I went out to see Beowulf tonight and was treated to a 3D version using some newer technology. No more red/blue glasses, this one used polarized glasses and was in full color. The perspective was interesting, without many of the sight gags that 3D movies have unnecessarily added. There were a few, but not too many and they weren’t obnoxious. As for the story, it’s been years since I’ve read the original so I won’t comment on that aspect, but it was entertaining and pretty faithful to the story as I remember it. The CG was well done, it’s amazing to see how much it’s improved since the days of Tron and The Last Starfighter.

Amazingly Slow Fermentation

I finally got the latest batch of my 50 wt. Wheat out of the secondary and into the keg this evening. It was a two week secondary fermentation, but the final gravity is down to 1.013, which is close enough to done that I’m not going to let it go any further down. I think that the cold snap we got threw off the fermentation. The chiller worked too well and I’m thinking that the yeast slowed down a little too much.

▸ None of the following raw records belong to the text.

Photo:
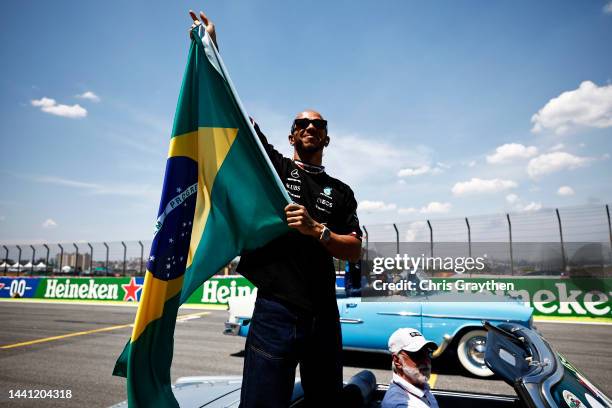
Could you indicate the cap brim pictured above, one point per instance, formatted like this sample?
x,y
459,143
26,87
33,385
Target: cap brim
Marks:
x,y
429,344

Now I’ve run in to a problem. I’ve got three kegs in the fridge, one almost empty, but still three kegs. My CO2 system has only two taps on the low pressure side, so I’ve got two kegs hooked up to the gas end, the stout and the new batch of wheat, and the old batch of wheat and the stout connected to the taps. It’s not ideal and I think I’m going to be upgrading that part of the system at some point.

White Night

In this installment of the Dresden Files we find Harry trying to track down a serial killer while also keeping a handle on the war between the wizards and the vampire courts. Oh and he is also still struggling against the influence of the denarius. The story line didn’t go the way I thought it would and the ending, while not exactly a cliff hanger, definitely opened a new window on the way the author is taking the series. I’m looking forward to the next book.

Desolation Island

The final page of the fifth book in Patrick O’Brian’s Aubrey-Maturin series, Desolation Island, was turned this evening. As I’m starting to get familiar with, the endings are sudden, with very little denouement. But along the way we follow Jack Aubrey on his way to Australia, transporting prisoners, including one of some value. Alas, it wasn’t to be that easy, as he has to avoid a superior foe intent on stopping him and the aftereffects of the final battle with that ship. This book seemed a little shorter than the others had and read a little quicker than them. Maybe I’m getting used to the author’s uncompromising use of 19th century terms, maybe it was just a shorter book. Either way it was an enjoyable read.